Posted: Mon Dec 06, 2010 6:51 am
by SCIENCEgurl123
My project title is " Mold on Cheese". My purpose is to see how much mold grows on different types of cheeses. Swiss, Cheddar, American and Mozzarella. They will be cut into tiny squares and placed into a plastic container in the Dark and light.
I personaly think the most mold will grow on Swiss cheese in the dark. The color will be dark green with alittle brown. The cheese will be placed in the back of the fridge and in a dark closet. :D 8) :?: :!: :wink: :roll: :)

Re: Mold growth on cheese

Posted: Mon Dec 06, 2010 11:18 am
by adance
Sounds like a good plan. You may want to consider doing multiple squares for each cheese, so you'll have some repetition in your experiment.

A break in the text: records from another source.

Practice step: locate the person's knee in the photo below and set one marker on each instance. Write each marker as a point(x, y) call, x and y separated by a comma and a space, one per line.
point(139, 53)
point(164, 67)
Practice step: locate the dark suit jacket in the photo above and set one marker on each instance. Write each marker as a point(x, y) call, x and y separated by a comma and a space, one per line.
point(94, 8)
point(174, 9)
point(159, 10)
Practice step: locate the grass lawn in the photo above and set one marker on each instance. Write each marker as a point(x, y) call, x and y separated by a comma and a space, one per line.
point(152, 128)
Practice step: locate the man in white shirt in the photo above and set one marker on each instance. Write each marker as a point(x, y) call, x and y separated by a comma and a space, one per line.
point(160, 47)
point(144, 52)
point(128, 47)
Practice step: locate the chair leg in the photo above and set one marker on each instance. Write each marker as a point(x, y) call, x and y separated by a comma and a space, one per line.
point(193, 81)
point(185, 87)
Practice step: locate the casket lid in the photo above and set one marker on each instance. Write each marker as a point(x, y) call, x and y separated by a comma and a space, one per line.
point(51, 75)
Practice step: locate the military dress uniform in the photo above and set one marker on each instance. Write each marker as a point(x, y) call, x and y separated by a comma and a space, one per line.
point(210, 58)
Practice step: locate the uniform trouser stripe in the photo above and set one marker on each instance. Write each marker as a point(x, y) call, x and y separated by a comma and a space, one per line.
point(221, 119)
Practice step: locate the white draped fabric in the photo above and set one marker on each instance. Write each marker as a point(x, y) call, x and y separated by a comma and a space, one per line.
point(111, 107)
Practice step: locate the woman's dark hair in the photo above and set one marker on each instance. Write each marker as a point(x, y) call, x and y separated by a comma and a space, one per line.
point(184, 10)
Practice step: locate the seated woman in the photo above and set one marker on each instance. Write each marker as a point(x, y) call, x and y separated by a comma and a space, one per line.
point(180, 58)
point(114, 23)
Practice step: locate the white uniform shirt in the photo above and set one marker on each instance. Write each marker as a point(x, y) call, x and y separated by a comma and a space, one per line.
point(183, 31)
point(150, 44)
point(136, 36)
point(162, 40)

What leads you to the hypothesis about Swiss?

Re: Mold growth on cheese

Posted: Tue Dec 07, 2010 1:20 am
by jeffer
Definitions of mold

1. A hollow form or matrix for shaping a fluid or plastic substance.
2. A frame or model around or on which something is formed or shaped.
3. Something that is made in or shaped on a mold.
4. The shape or pattern of a mold.
5. General shape or form: the oval mold of her face.
6. Distinctive character or type: a leader in the mold of her predecessors.
7. A fixed or restrictive pattern or form: a method of scientific investigation that broke the mold and led to a new discovery.
8. Architecture See molding.

Cheese - Definition

Cheese is a solid food made from the curdled milk of various animals--most commonly cows but sometimes goats, sheep, reindeer, and water buffalo. There are over 400 types of cheese. Rennet is often used to induce coagulation in the milk, although some cheeses are curdled with acids like vinegar or lemon juice or with extracts of various species of Cynara (sometimes called vegetable rennet). Rennet is an enzyme traditionally obtained from the stomach lining of :shock: bovine calves or a microbiological (laboratory-produced) substitute is used. Bacteria are added to cheese to reduce the pH, alter texture, and develop flavor, and some cheeses also have molds, either on the outer skin or throughout.

I will give more information about it later. It will help you a lot.